Her father said, “At two A.M. in the morning? You crazy?”

“I’m serious, Frank,” Henry said. All the house and the surrounding night seemed to echo his earnestness. He’s serious.

She’d broken in quickly, holding Henry’s hand more tightly, “Daddy, I’m going to have a child.”

His face went white, then red. He was angrier than she’d ever seen him, angry enough to murder Henry (but Henry could break her father in half as easily as Prince snapped hambones between his teeth). Her father began swearing but she broke in again, “Not by Henry, Daddy. By somebody else.” He just stared at her then, and then at Henry. Then he pulled out the chair from the kitchen table and sat down. His stubbly cheeks were hollow and there were shadows between his ribs. He chewed his lip and wrung his hands, tears washing down his nose and whiskers. After a minute he called her mother, and she came in at once — she’d been standing just behind the door — her plump white hands catching the bathrobe together.

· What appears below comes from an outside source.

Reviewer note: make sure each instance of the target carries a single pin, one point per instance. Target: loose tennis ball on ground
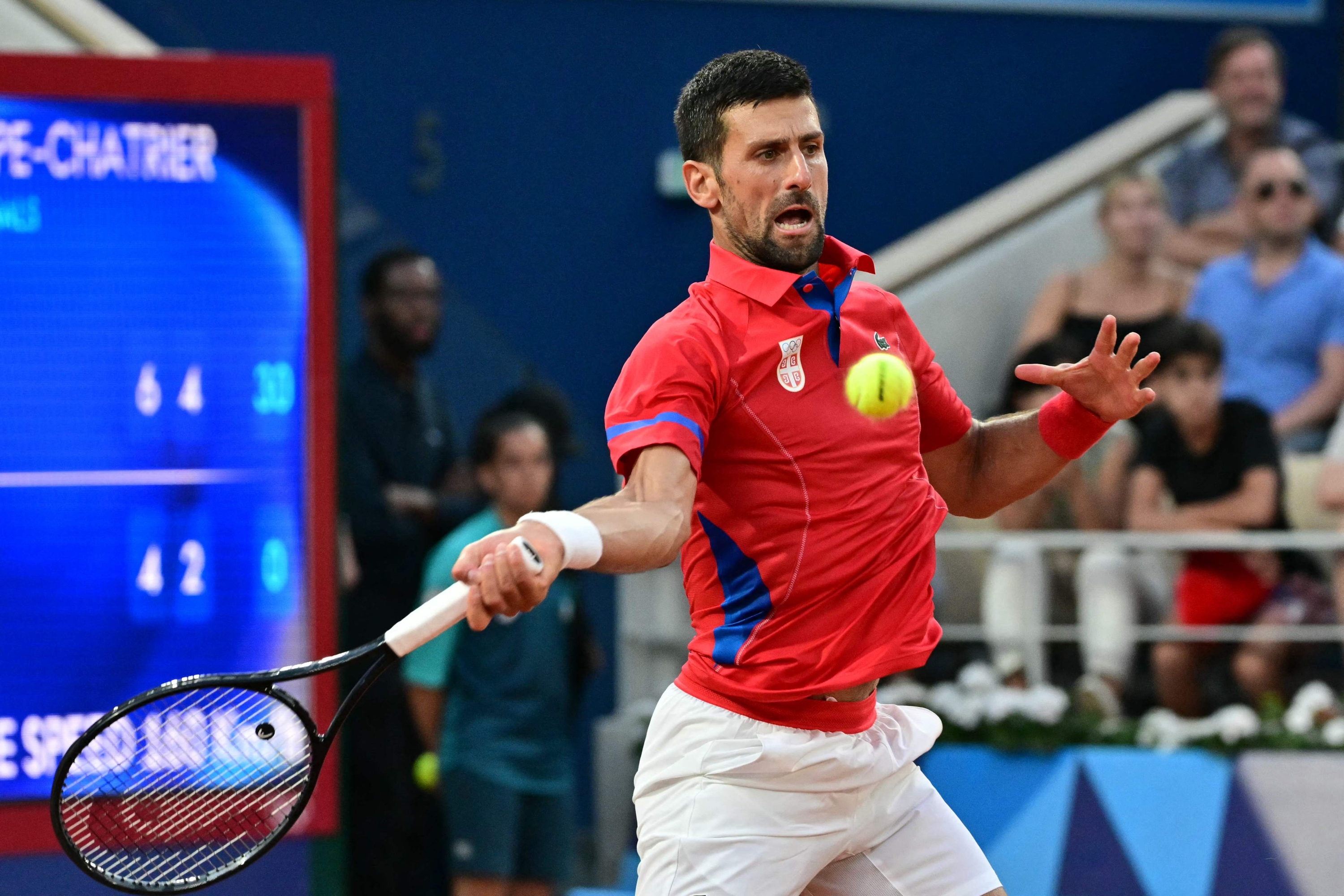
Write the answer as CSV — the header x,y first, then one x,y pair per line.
x,y
879,386
425,771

She said, “Mother, we’re going to be married.”

Her mother’s face squeezed into a grimace and she started crying with a great whoop, splashing up her hands and running to her, falling on her, hugging her tightly and sobbing. “Oh, Callie! My poor baby! We’ve failed you!” Immediately Callie was crying too, sobbing her heart out. It must have been two minutes they cried like that. Then it came to her that Henry was there, and that they didn’t understand at all.

“Mother,” she said, “I love Henry. I’m happy.”

“Child. My child!” her mother said, and a new burst of sobbing overwhelmed her.

She felt a strange sensation: as if the floor were moving, shifting gently, carrying her somewhere, as in the old story, and telling her something. She accepted her mother’s tight embrace but felt unresponsive, separated in a way that in a moment there would be no repairing. Her mother felt it too, or realized that Callie was not crying now, that something had changed.

“Mother,” she said again, “I love him.”

After a moment her mother drew back to look at her, trying to read her face like a word left by Indians. She said, “Love, Callie! You’re only seventeen years old.”

Callie said nothing.

Her mother was baffled; grieved and frightened, but more than that, filled with an emotion too deep for separation into grief and fear: as though Callie had gone down to a small boat at night, and her mother stood on a towering ship that was drawing away and could never turn back. Without words, Callie knew — with a sinking feeling — that her mother could never know for sure — anymore than she could know of her mother — that she was happy. For the first time now, her eyes still baffled, Callie’s mother turned to look at Henry. She stared as if she’d never really noticed, in all her years, that he was grotesque. He endured the look in patience like an elephant’s, an enormous hulk of misery, his hands folded behind his back, huge belly thrown forward, his head slightly tipped and drawn back a little. (Could she see that, inside that suit like a mortician’s, he was a gentle man, and a good man besides?)